A Wristband Pedometer Based on BMI160 Motion Sensor

I am fond of walking and running in the district I live in. I enjoy the time to be alone because some awesome ideas always come to me at this time. Recently I bought a 6-Axis Inertial Motion Sensor from DFRobot. So it occurs to me that why not make a wristband pedometer to calculate my physical strength. I always cannot resist it when the inspiration comes. Ok , let me be straight up and just get started.


The material you may need:

Gravity: I2C BMI160 6-Axis Inertial Motion Sensor  ×1
Beetle - The Smallest Arduino  ×1
Gravity I2C OLED-2864 Display  ×1
3.7V Mini-Lithium Battery  ×1
Button  ×2
Toggle Switch  ×1
Watchband  ×1


The BMI160 6-axis inertial motion sensor integrates 16-bit-3-axis accelerometer with ultra-low-power 3-axis gyroscope. When accelerometer and gyroscope are in full operation mode, power consumption is typically about 900 uA.

 Operation Step

1. Print the shell.
The design inspiration comes from my favorite watch. Its display is designed as simple and elegant. The second hand, minute hand and hour hand occupy most area of the display, which is convenient for us to recognize time. It has weight of 40g and priced at $15.

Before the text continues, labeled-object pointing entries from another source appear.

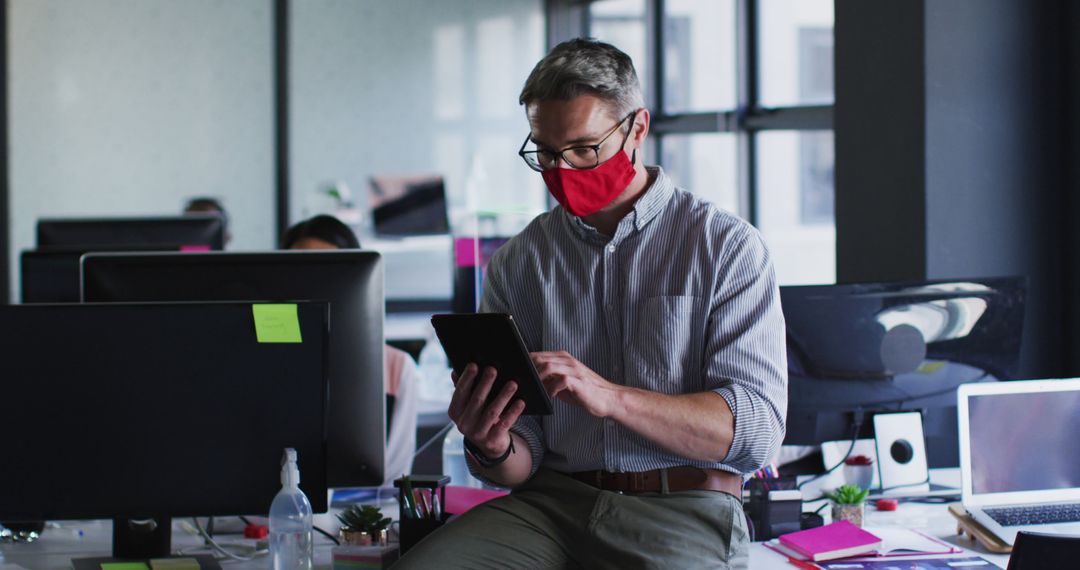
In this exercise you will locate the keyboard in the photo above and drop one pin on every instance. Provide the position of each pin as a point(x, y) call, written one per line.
point(1014, 516)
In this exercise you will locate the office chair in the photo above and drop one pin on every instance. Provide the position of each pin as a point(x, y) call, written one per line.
point(1033, 551)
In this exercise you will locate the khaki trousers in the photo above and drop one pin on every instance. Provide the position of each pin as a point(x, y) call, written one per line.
point(556, 521)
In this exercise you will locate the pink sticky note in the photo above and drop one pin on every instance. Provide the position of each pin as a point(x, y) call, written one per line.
point(464, 252)
point(461, 499)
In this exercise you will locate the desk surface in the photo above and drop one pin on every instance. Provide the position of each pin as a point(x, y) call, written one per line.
point(80, 539)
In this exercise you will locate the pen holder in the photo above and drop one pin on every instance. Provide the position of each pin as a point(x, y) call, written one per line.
point(416, 519)
point(774, 506)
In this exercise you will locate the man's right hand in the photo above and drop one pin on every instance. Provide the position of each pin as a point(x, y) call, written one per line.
point(485, 424)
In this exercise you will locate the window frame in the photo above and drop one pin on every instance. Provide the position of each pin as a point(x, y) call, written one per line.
point(569, 18)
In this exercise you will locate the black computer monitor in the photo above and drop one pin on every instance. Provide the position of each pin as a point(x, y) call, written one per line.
point(408, 205)
point(51, 274)
point(131, 411)
point(352, 281)
point(191, 232)
point(859, 349)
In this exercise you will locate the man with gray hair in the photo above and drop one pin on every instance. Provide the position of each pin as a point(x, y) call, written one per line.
point(655, 322)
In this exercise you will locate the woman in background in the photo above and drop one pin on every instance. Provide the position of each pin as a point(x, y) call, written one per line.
point(400, 372)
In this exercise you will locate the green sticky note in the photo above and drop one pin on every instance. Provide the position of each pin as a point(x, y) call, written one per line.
point(124, 566)
point(275, 323)
point(174, 564)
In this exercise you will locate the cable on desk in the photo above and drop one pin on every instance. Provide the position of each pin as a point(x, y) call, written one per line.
point(854, 437)
point(219, 548)
point(439, 435)
point(327, 534)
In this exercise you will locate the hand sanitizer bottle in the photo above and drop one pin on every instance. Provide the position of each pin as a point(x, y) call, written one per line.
point(291, 544)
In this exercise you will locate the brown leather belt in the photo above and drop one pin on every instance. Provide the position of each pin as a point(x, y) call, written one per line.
point(683, 478)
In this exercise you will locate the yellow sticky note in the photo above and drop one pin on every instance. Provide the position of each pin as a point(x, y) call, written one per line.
point(124, 566)
point(275, 323)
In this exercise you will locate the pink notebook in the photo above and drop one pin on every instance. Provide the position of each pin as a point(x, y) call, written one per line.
point(837, 540)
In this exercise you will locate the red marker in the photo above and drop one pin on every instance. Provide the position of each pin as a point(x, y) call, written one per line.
point(887, 504)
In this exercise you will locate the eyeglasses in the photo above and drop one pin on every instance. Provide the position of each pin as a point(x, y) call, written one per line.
point(581, 158)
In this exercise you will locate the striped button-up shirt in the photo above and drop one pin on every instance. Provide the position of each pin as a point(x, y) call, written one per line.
point(682, 299)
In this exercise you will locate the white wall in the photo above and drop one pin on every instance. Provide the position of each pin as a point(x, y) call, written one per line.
point(126, 107)
point(413, 86)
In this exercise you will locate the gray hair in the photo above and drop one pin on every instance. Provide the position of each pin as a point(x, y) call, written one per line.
point(585, 66)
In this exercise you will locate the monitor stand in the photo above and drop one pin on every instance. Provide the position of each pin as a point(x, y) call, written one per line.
point(142, 538)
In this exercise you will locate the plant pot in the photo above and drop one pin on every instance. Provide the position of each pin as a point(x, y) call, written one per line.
point(355, 538)
point(861, 476)
point(851, 513)
point(363, 538)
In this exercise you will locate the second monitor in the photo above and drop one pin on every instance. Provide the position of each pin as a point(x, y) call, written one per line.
point(351, 281)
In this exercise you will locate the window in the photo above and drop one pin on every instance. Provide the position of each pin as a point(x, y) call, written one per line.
point(741, 96)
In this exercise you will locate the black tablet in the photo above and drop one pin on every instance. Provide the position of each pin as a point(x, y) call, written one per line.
point(491, 339)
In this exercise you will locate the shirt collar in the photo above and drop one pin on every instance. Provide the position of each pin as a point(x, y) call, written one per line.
point(648, 205)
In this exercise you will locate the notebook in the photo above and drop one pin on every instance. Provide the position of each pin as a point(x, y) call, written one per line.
point(838, 540)
point(895, 541)
point(1020, 462)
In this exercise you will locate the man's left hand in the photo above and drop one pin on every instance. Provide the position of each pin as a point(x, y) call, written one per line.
point(567, 379)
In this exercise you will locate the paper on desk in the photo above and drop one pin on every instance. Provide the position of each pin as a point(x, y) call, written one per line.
point(895, 541)
point(923, 564)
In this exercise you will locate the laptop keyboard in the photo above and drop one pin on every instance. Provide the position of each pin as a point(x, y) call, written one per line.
point(1014, 516)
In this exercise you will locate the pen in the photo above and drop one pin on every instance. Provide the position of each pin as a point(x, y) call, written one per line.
point(436, 510)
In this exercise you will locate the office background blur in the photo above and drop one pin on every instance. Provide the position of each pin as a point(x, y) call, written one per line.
point(867, 139)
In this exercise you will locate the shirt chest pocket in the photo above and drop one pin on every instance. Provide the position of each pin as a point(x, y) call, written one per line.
point(666, 345)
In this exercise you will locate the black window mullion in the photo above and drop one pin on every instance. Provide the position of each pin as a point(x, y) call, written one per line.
point(746, 90)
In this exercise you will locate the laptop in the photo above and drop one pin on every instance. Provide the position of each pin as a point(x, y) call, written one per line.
point(1020, 456)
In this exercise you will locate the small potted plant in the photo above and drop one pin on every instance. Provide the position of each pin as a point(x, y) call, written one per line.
point(363, 526)
point(859, 471)
point(848, 503)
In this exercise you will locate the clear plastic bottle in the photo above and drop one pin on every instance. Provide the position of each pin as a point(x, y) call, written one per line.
point(291, 526)
point(454, 461)
point(434, 383)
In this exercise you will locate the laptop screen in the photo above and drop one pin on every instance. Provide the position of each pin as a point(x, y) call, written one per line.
point(1024, 442)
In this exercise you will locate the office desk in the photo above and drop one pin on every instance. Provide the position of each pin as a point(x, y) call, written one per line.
point(59, 544)
point(932, 519)
point(83, 539)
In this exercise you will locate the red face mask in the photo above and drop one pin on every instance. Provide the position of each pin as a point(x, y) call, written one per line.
point(586, 192)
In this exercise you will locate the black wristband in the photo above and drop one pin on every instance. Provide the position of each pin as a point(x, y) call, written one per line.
point(485, 461)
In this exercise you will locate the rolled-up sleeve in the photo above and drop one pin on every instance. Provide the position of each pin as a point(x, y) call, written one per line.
point(745, 356)
point(527, 428)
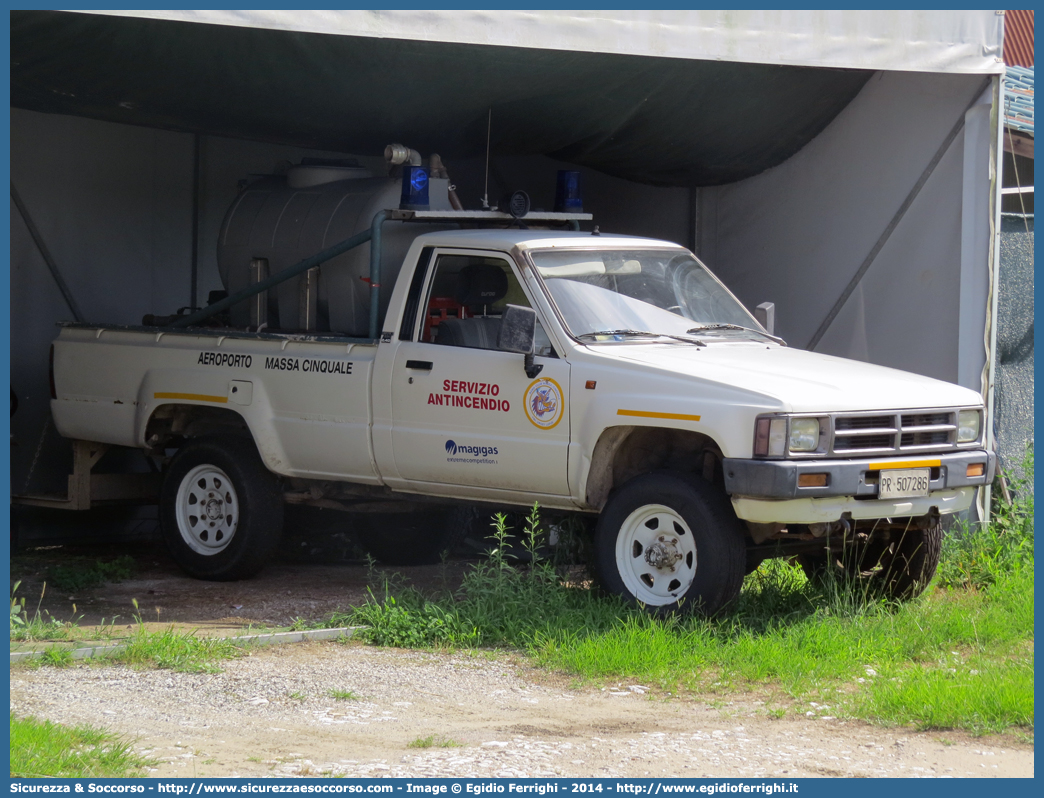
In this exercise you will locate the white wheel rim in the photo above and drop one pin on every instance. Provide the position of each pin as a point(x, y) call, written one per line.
point(656, 555)
point(208, 510)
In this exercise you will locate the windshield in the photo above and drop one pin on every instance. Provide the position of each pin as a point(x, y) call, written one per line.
point(634, 292)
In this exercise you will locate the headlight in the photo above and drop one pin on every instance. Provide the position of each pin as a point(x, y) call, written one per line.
point(968, 425)
point(804, 435)
point(769, 438)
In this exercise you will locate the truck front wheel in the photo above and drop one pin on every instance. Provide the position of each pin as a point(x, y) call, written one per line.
point(221, 510)
point(670, 542)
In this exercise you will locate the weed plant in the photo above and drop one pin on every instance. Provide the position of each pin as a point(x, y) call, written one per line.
point(41, 625)
point(44, 749)
point(959, 656)
point(434, 741)
point(81, 574)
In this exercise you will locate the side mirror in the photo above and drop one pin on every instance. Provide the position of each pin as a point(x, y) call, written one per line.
point(518, 333)
point(765, 313)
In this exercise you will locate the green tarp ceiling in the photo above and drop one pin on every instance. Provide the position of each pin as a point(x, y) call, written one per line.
point(661, 121)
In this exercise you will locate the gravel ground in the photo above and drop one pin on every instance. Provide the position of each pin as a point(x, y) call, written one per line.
point(271, 713)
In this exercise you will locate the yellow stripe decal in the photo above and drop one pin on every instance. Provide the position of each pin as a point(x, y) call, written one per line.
point(648, 415)
point(193, 397)
point(905, 464)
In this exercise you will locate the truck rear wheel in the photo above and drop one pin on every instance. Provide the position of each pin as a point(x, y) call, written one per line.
point(670, 542)
point(221, 510)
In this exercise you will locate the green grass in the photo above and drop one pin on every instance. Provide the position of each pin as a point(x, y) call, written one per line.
point(342, 696)
point(84, 573)
point(39, 626)
point(42, 749)
point(434, 741)
point(959, 656)
point(174, 651)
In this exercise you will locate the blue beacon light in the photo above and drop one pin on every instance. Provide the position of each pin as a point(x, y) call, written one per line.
point(567, 193)
point(414, 188)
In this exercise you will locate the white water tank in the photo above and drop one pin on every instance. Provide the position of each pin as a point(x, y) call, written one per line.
point(285, 219)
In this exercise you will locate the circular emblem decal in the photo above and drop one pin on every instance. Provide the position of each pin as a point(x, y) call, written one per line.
point(543, 403)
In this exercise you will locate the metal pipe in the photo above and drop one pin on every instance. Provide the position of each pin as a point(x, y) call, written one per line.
point(194, 271)
point(375, 272)
point(283, 276)
point(45, 253)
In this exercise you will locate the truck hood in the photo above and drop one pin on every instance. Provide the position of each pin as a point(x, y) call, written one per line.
point(802, 381)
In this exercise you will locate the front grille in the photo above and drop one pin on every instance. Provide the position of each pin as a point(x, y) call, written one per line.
point(855, 443)
point(862, 422)
point(925, 439)
point(895, 432)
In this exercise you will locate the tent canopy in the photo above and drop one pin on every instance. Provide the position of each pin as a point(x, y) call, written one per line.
point(657, 120)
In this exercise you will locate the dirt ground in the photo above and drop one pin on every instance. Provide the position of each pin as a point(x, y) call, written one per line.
point(308, 579)
point(273, 711)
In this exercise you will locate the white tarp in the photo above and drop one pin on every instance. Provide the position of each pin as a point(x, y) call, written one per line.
point(919, 41)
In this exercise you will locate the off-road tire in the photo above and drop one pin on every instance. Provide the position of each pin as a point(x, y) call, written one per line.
point(252, 491)
point(684, 515)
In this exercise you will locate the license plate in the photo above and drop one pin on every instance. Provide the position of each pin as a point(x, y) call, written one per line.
point(904, 483)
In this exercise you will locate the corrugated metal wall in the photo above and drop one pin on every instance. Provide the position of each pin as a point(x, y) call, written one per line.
point(1014, 393)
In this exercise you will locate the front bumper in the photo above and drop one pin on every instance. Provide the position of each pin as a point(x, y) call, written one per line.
point(778, 478)
point(767, 492)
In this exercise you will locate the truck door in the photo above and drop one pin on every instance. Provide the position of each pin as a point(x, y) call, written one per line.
point(464, 413)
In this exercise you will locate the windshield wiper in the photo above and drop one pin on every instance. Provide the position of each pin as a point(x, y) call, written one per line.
point(722, 326)
point(644, 333)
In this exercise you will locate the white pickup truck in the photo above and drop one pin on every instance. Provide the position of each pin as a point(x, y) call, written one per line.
point(609, 376)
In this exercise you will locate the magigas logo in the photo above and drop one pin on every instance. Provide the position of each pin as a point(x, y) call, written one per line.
point(453, 448)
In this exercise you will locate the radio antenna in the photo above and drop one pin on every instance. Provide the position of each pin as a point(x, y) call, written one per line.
point(485, 188)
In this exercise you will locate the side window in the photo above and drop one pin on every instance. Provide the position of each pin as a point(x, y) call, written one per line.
point(467, 300)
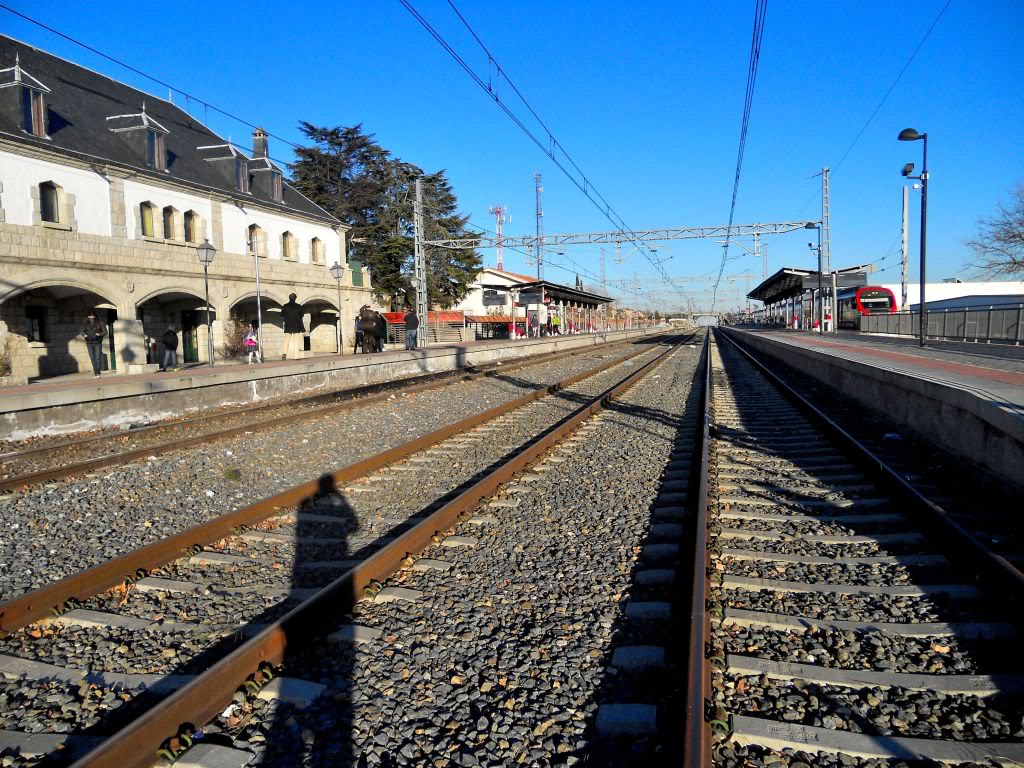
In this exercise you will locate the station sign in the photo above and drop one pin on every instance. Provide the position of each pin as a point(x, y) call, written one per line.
point(494, 298)
point(843, 280)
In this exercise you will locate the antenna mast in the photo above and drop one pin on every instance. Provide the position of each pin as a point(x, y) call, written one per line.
point(500, 212)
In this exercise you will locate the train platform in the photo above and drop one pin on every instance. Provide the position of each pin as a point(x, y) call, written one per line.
point(81, 402)
point(967, 397)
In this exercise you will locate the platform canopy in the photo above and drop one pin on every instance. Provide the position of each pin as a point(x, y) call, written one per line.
point(788, 283)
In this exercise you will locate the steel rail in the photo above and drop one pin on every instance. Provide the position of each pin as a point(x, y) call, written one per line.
point(696, 731)
point(200, 700)
point(352, 400)
point(1000, 571)
point(31, 606)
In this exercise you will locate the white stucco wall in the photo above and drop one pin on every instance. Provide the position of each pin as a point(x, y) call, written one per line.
point(137, 193)
point(237, 221)
point(20, 174)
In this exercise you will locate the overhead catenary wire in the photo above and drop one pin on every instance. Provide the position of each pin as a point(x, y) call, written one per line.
point(550, 145)
point(882, 101)
point(760, 10)
point(173, 88)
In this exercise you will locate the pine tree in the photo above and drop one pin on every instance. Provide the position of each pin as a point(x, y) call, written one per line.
point(350, 175)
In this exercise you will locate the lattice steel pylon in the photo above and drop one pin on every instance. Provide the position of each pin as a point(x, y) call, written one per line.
point(539, 248)
point(500, 213)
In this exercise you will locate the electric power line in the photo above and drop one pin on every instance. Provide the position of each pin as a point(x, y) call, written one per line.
point(761, 8)
point(553, 147)
point(881, 103)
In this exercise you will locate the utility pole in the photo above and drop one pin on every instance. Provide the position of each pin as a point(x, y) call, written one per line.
point(420, 264)
point(538, 249)
point(825, 243)
point(499, 213)
point(903, 262)
point(604, 306)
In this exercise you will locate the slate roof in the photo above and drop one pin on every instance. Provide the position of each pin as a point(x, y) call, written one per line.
point(79, 103)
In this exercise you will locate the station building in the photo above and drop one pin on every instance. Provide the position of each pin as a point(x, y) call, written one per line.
point(498, 299)
point(107, 193)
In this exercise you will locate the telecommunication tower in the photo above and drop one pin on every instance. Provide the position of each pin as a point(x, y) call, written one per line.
point(501, 216)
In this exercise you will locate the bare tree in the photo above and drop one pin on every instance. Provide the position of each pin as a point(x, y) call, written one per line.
point(998, 247)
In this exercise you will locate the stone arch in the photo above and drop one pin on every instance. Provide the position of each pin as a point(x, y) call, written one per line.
point(165, 290)
point(271, 295)
point(113, 297)
point(41, 323)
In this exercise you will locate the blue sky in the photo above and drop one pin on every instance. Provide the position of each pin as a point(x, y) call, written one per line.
point(647, 97)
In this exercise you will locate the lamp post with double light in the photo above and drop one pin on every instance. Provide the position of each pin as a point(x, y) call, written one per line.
point(909, 134)
point(338, 271)
point(206, 253)
point(819, 304)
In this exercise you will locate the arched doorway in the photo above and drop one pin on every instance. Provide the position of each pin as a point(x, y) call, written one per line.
point(182, 311)
point(321, 317)
point(41, 330)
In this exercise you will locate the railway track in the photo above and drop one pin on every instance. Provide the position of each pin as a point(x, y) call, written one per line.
point(58, 460)
point(839, 617)
point(176, 615)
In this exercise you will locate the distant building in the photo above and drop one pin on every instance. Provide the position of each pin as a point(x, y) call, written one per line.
point(488, 304)
point(105, 193)
point(956, 295)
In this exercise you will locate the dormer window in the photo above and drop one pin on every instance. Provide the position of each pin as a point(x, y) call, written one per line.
point(144, 134)
point(156, 155)
point(33, 112)
point(241, 175)
point(32, 94)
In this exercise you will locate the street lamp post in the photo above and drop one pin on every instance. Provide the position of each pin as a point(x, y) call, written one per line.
point(206, 252)
point(338, 271)
point(909, 134)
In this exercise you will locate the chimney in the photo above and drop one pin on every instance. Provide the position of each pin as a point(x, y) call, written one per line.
point(259, 143)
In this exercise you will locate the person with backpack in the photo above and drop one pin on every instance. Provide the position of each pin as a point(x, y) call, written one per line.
point(251, 342)
point(368, 325)
point(94, 333)
point(170, 349)
point(295, 330)
point(412, 328)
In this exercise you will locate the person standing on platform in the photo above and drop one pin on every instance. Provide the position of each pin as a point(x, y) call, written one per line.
point(251, 342)
point(294, 330)
point(381, 331)
point(170, 349)
point(412, 328)
point(368, 325)
point(94, 333)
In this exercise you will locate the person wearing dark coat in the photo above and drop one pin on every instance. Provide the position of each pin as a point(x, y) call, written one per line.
point(94, 333)
point(170, 349)
point(294, 330)
point(412, 328)
point(381, 332)
point(368, 324)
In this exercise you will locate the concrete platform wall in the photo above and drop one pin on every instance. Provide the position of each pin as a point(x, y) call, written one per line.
point(963, 422)
point(110, 403)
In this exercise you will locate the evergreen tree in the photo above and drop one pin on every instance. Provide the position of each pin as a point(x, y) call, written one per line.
point(350, 175)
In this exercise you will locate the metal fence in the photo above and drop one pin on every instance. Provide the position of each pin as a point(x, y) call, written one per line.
point(1003, 323)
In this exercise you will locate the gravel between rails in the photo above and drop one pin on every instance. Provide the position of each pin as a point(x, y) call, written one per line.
point(875, 710)
point(62, 451)
point(193, 630)
point(52, 530)
point(501, 662)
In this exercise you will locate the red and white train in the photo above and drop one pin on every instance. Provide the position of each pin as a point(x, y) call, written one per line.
point(855, 302)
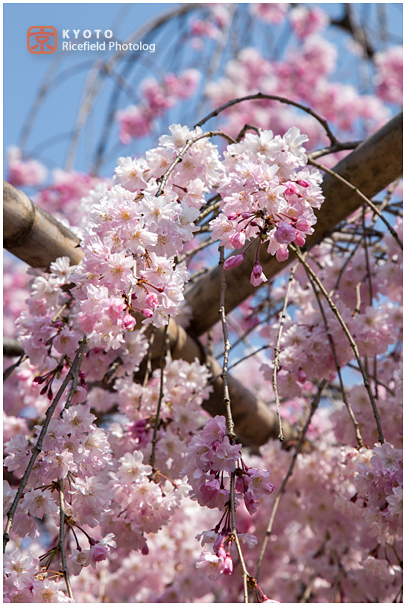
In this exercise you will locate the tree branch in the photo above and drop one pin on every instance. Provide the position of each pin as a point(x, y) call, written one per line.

(After printing out the shell, you can spray black paint on the black parts to make the color agreed equably.)
 
I often collect abrasive material. It’s kind of my hobby. After rummaging through chests and cupboards, finally I found a Yakeli whose color is very similar to that of OLED. So I decide to cut it and to use as a panel.

2. Connect the circuit

OLED and BMI160 both have I2C interface, so you just need to solder them on the corresponding I2C interface of Beetle.

3. Program burning

I directly revised the program of pedometer in the BMI160 library. Add millis() function to convert the system uptime into stopwatch. I add the display code of u8g character library. After trying the font in the u8g.h head file one by one, I found the font freedoomr is great to me.
The code of converting system uptime into stopwatch is shown below:

unsigned int ss=1000;
unsigned int mi=ss*60;
long minute=t0/mi;
long second=(t0-minute*mi)/ss;
long milliSecond=sysTime-minute*mi-second*ss;
strTime[0]=(minute%60)/10+'0';
strTime[1]=minute%60%10+'0';
strTime[3]=(second%60)/10+'0';
strTime[4]=second%60%10+'0';
strTime[6]=milliSecond/100+'0';
strTime[7]=(milliSecond%100)/10+'0';

4. Solder and install

I think this step is the most difficult one, because after I designed the space distribution and installed the parts carefully, I turn on the switch, and just found that the thing didn’t work. Once again, one or two wires has been cut by me accidentally during installation. But I believe in “where there is patience, there is a way”. After many failures, success finally comes to me.
 

Use electric grinder to drill an 1mm hole on the both ends of the shell, install all parts together, and then the whole project is finished now.



You may notice that there are two buttons on the left side, the lower one is for stopwatch, so what about the upper one?


For running at night!
The upper button is used to control the four 5mm LEDs (I filled the crack between the hole and the switch with uv glue in a matching colour to make the wristband more exquisite. )


The position of the four LEDs is in accord with the waving angle of arms during people’s running. The ground will always be illuminated no matter how the arm moves.
 


 This wristband pedometer not only helps me to calculate my physical strength, but also makes it more safe to run at night. Such a good stuff, you’re worth to have one.